In the years before he became the beloved Dr. Seuss, children’s author Theodor Geisel toiled away as an adman, creating pitches for oil companies, insecticide purveyors and “G-E.” That’s how we got The Strange Case of Adlebert Blump in the “G-E Merchandiser,” a publication for prospective retailers of GE’s wares.
The story might best be described as Sherlock Holmes fan fiction. Madcap consonant blending of the title aside, the story is fairly direct and doesn’t rhyme. But its visual style — all haughtily mustachioed men, startled cats and droopy dogs — is decidedly Seussian.
The piece follows GE marketers named “Wired Holmes” and “Watson Amps” as they set about trying to uncover who killed the titular fan dealer. Lo, it turns out Mr. Blump is still alive but suffering from “mercantile paralysis” because Holmes’ nemesis Professor Moriarty has convinced him that he doesn’t need to put on a “complete fan promotional campaign.”
The moral of the story appears in all caps in the final paragraph:
“THE MORAL? OF COURSE THERE’S A MORAL. WE’VE ILLUSTRATED IT FOR YOU ON THE TWO FOLLOWING PAGES. IT’S ‘SELL G-E FANS—AND LET A COMPLETE G-E PROMOTIONAL CAMPAIGN HELP YOU.’”

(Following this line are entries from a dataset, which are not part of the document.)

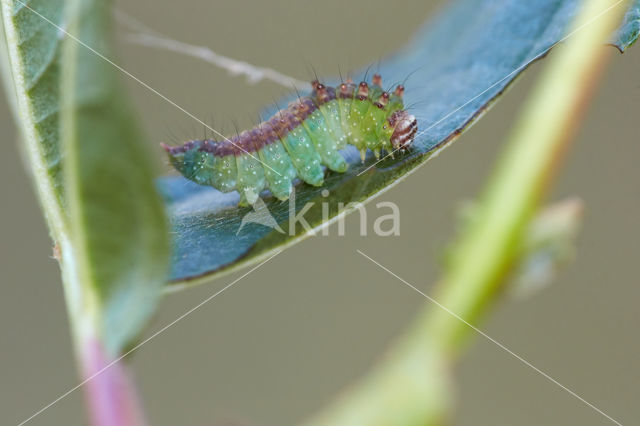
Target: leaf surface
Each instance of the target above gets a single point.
(461, 62)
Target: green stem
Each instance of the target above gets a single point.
(409, 387)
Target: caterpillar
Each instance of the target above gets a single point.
(296, 142)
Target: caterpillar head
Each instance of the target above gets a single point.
(405, 127)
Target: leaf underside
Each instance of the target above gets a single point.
(86, 154)
(461, 62)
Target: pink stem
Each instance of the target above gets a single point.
(109, 390)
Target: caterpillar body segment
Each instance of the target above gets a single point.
(299, 140)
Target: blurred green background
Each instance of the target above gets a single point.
(284, 340)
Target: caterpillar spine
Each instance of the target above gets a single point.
(298, 140)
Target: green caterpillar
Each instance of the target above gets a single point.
(298, 140)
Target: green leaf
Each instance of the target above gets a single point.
(31, 68)
(462, 62)
(93, 176)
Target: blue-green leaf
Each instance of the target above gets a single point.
(463, 60)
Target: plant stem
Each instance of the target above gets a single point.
(111, 397)
(409, 387)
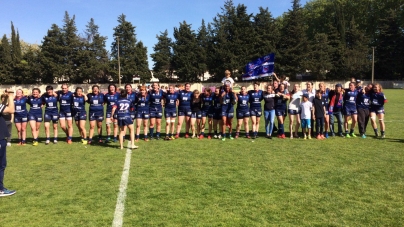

In the years before he became the beloved Dr. Seuss, children’s author Theodor Geisel toiled away as an adman, creating pitches for oil companies, insecticide purveyors and “G-E.”
In an era when many artists found it hard to make ends meet, Seuss’s ad work enabled him and his wife to travel the world — experiences that would fuel his creativity and inspire many novels and children’s books.
Seuss wasn’t the only noted artist to find a patron in GE over the years. Norman Rockwell painted ad posters for the company, as did Herbert Bayer, the last living member of the Bauhaus movement. The cult science-fiction illustrator Dean Ellis drew the changing face of downtown America for a GE calendar, and the company also published comic books illustrated by George“Inky”Roussos, who also worked on Batman.
There’s more. Before he authored classics like “Cat’s Cradle” and “Breakfast of Champions,” Kurt Vonnegut worked as a publicist at a GE plant in Schenectady, New York — a stint that inspired the novel “Player Piano.” In the 1950s, before he became president of the United States, Ronald Reagan hosted General Electric Theater, a gig from which he was famously fired in 1962 after making controversial statements about the Tennessee Valley Authority.
For his part, Geisel continued to split his time between ad work and writing novels through the early 1940s. When the U.S. entered World War II, he focused his attention on political cartoons. It wasn’t until the 1950s that he created many of his best-known works, including “Horton Hears a Who!” and “How the Grinch Stole Christmas!”